Motility can be defined as the ability of a cell or organism to move of its own accord by
expending energy. Motility confers a bacteria for example, an ability to change direction. This is
important when bacteria require moving away or moving towards repellents or attractants
respectively. It avoids unfavorable conditions of habitat and offers protection. It is important in
the survival and offers to choose favorable environment.
There are two types of motility. The first one is called the true motility which is evident in
flagellated microbial cells. In this type of motility, microbes dart swiftly and then disappear as
quickly as they move about through the liquid medium. We will be utilizing the hanging drop
set-up that I will be discussing later to demonstrate true motility. Another type of motility is the
Brownian movement. A common mistake is to confuse Brownian motion with true motility.

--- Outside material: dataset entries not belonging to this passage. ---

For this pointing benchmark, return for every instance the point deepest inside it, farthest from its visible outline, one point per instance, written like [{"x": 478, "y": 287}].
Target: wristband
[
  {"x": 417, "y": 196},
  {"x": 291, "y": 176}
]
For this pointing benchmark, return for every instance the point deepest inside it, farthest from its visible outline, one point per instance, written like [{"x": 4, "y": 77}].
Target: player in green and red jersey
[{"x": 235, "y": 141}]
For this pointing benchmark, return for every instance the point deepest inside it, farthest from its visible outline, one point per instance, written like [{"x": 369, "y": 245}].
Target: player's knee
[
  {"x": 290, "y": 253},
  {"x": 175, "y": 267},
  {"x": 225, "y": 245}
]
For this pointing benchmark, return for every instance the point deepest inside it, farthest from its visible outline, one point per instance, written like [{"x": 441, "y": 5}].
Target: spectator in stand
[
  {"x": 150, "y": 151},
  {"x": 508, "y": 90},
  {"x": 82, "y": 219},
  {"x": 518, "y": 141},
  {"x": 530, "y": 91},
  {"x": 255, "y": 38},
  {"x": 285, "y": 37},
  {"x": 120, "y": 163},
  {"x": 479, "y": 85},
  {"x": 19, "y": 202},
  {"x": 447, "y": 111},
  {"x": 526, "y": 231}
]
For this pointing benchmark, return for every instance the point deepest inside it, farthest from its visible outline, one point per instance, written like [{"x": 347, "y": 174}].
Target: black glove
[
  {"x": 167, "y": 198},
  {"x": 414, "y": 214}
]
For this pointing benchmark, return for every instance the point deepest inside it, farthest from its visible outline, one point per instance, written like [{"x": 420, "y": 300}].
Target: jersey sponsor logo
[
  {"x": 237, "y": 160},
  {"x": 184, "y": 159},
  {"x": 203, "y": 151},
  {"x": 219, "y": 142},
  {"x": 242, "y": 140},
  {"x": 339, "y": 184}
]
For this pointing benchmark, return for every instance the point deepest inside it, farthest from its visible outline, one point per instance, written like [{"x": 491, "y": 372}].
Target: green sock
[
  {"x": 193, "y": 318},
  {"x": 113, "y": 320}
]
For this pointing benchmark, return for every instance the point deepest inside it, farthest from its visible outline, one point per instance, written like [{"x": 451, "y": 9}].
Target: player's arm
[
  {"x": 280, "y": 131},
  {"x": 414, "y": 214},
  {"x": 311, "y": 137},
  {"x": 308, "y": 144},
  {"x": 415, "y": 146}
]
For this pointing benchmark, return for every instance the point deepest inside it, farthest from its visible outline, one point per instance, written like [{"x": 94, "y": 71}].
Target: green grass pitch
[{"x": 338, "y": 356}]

Brownian movement is a continuous vibrating motion caused by invisible molecules striking the
bacteria or the microbe. If the bacteria are truly motile, their movement will be over greater
distances and will be multi-directional, not just back and forth. In this animation, the small blue
circles represent water molecules and other particles that collide with each other. Whereas the
larger green circle in the middle represents a microbial cell. We can observe that the cell moves
very little and stays in place.
Like I said earlier, the hanging drop set-up will be used to demonstrate the true motility of
microorganisms. Hanging drop slides are useful in observing the general shape of living bacteria
and the arrangement of bacterial cells when they associate together.
First, you need to prepare a concave slide. Concave slides, as shown in the picture, have either
one or two round indentations or depressions. The slide might be slightly thicker. Concave slides
are able to hold significantly more liquid compared to regular slides.

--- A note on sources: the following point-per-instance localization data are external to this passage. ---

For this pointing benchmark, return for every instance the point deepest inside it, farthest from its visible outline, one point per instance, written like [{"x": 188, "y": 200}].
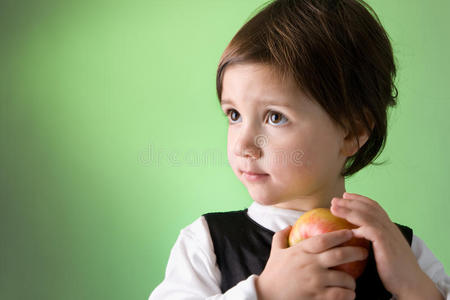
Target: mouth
[{"x": 252, "y": 176}]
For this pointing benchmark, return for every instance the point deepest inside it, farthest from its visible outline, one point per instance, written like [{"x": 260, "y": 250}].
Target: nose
[{"x": 249, "y": 143}]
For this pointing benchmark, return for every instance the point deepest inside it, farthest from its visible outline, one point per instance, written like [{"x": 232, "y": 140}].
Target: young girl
[{"x": 306, "y": 85}]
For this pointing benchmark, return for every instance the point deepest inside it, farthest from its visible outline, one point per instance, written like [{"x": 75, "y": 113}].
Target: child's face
[{"x": 298, "y": 146}]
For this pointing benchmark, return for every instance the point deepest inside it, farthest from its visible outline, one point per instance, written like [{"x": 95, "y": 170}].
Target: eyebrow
[{"x": 266, "y": 102}]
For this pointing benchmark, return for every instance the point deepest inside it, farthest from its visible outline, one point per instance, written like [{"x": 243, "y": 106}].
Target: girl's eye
[
  {"x": 233, "y": 114},
  {"x": 277, "y": 118}
]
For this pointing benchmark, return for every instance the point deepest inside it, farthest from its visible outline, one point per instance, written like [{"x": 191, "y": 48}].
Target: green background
[{"x": 112, "y": 139}]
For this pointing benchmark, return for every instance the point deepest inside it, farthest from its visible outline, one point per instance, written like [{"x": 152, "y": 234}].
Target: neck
[{"x": 318, "y": 198}]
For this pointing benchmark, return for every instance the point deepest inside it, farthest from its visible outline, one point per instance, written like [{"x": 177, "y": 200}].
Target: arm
[
  {"x": 192, "y": 272},
  {"x": 398, "y": 267},
  {"x": 435, "y": 283}
]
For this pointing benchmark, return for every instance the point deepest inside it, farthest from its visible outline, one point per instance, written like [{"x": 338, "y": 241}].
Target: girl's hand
[
  {"x": 302, "y": 271},
  {"x": 396, "y": 263}
]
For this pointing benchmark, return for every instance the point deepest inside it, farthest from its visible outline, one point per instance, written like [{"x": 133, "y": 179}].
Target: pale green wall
[{"x": 88, "y": 87}]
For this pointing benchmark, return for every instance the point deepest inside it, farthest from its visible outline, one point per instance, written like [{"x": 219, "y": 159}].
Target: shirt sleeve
[
  {"x": 192, "y": 272},
  {"x": 431, "y": 266}
]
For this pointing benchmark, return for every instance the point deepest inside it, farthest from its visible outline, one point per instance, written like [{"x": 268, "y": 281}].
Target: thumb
[{"x": 280, "y": 238}]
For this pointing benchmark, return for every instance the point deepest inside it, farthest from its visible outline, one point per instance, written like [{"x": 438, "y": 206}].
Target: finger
[
  {"x": 338, "y": 293},
  {"x": 322, "y": 242},
  {"x": 341, "y": 255},
  {"x": 357, "y": 216},
  {"x": 359, "y": 197},
  {"x": 352, "y": 203},
  {"x": 333, "y": 278},
  {"x": 280, "y": 238}
]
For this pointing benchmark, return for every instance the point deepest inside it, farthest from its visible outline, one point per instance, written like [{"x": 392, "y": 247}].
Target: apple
[{"x": 321, "y": 220}]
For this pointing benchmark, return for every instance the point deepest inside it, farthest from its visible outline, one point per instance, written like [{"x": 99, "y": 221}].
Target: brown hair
[{"x": 338, "y": 53}]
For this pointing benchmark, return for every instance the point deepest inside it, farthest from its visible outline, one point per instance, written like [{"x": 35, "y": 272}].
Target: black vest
[{"x": 242, "y": 248}]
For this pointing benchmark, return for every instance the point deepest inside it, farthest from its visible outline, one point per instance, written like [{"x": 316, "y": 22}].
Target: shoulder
[
  {"x": 197, "y": 234},
  {"x": 407, "y": 232},
  {"x": 431, "y": 265}
]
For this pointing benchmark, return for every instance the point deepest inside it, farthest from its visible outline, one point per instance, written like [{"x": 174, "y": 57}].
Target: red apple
[{"x": 321, "y": 220}]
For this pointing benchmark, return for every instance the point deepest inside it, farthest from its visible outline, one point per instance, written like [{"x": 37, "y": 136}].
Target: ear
[{"x": 350, "y": 144}]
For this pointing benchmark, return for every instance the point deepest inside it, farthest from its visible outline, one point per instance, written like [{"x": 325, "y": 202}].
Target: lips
[
  {"x": 254, "y": 176},
  {"x": 253, "y": 173}
]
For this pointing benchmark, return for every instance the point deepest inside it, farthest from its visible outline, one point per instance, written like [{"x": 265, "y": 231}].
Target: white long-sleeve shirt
[{"x": 192, "y": 272}]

Next, the four sides of the cover slip should be lined thinly with Vaseline using a thin applicator.
The role of vaseline for this technique is that it keeps the slide from drying out and creates a seal
that may extend the life of the slide up to a few days. The picture below is just an example of a
cover slip being lined thinly with Vaseline or petroleum jelly.
Using an inoculating loop, take 2-3 loopfuls of the water sample from the glass with dried leaves.
Deposit the water to form a small mound at the center of the cover slip lined with Vaseline. The
picture on the right shows what is being done in this step.
Next, position the concave slide over the cover slip in such a way that the concavity is directly
over the water drop (just like in this picture). Gently press the slide on the slip causing it to
adhere to it. With one quick stroke, invert the slide and slip pair. This should create a drop of
water hanging from the cover slip directly over but not touching the concavity of the slide.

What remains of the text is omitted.